As much attention was paid to Austin’s diet and training as her success on the court. While her body image coincided with her identity as an athlete for much of her upbringing, it was after college that that relationship really began to suffer.
“I’ve never had a weird relationship with food in my life, but as an athlete, they just feed you so much and carb load and you have to chug two muscle milks after practice just to make sure you get the protein, ” she explains. . I wasn’t training like that anymore, so my body couldn’t take it.

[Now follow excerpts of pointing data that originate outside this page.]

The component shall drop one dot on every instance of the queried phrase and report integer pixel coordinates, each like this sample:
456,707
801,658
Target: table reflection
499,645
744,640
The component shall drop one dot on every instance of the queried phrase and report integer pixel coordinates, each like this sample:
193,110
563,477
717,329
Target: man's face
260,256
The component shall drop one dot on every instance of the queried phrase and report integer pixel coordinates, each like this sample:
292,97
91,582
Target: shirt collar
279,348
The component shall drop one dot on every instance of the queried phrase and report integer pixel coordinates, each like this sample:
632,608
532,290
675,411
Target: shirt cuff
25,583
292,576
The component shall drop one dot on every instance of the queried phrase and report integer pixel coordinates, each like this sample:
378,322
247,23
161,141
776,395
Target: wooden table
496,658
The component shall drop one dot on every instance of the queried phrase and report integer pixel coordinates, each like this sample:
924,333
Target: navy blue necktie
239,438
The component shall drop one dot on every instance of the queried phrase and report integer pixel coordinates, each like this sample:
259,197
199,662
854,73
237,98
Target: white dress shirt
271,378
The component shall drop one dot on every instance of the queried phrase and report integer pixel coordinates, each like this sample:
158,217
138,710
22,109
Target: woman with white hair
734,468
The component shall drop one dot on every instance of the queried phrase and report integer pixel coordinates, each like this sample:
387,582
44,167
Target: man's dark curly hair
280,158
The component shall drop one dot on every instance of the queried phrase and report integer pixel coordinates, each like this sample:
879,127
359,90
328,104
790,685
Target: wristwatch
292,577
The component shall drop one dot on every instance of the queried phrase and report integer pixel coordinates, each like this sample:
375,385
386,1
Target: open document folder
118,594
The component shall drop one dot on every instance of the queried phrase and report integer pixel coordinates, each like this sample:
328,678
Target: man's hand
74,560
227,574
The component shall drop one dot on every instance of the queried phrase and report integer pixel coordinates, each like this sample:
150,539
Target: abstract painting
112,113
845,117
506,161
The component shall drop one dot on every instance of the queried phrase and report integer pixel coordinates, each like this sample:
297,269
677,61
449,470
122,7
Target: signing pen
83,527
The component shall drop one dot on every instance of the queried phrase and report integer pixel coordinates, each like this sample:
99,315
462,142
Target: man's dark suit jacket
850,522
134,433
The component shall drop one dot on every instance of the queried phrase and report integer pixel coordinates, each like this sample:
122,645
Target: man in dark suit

Austin says that not only did she experience a kind of identity loss after her athletic career came to an end, but she also faced dissonance with her body for the first time since she was no longer training for her sport. At about eight months, she started running. “I accidentally lost a lot of weight,” she says. She then realized the need to focus on identifying a new regimen that would fit her updated lifestyle.
“I stayed very internal about it. I don’t think I ever vocalized it,” she says, wishing she had. “It can be really hard to get out of something if you’re down or if you’re not motivated, you’re not inspired. Having a community and asking for help with that is really, really important.”
When she couldn’t find that community, Austin tried to create one. Her mission was to be her coach after missing the team structure in her life, but also be relatable in her approach. It was not her intention to follow her mother’s path as a fitness professional. However, she embraced the opportunity to recreate Denise’s journey for her audience.
“I feel like I have a very unbearable brand because I really am a normal girl. I work out for 30 minutes a day, I eat honestly 70% of the time and I want to show how, you can do both. you can be both. And then you can grow a brand and be an entrepreneur and be in a Sports Illustrated swimsuit,” she says.
Even after walking alongside her 65-year-old mother on the Sports Illustrated Swimsuit runway and being named Rookie of the Year with her best friend and Sports Illustrated Swimsuit Model Christen Harper, Austin is shunning the comparison and prioritize her happiness when it comes to setting her goals for 2023.
“It’s really important to remember why you exercise. It’s not to fit these beauty standards, it’s to make sure you feel like your best self. Exercise not because you hate your body, but because you love it,” she says. . “I have the best relationship I’ve ever had with my body and it’s not an overnight thing.”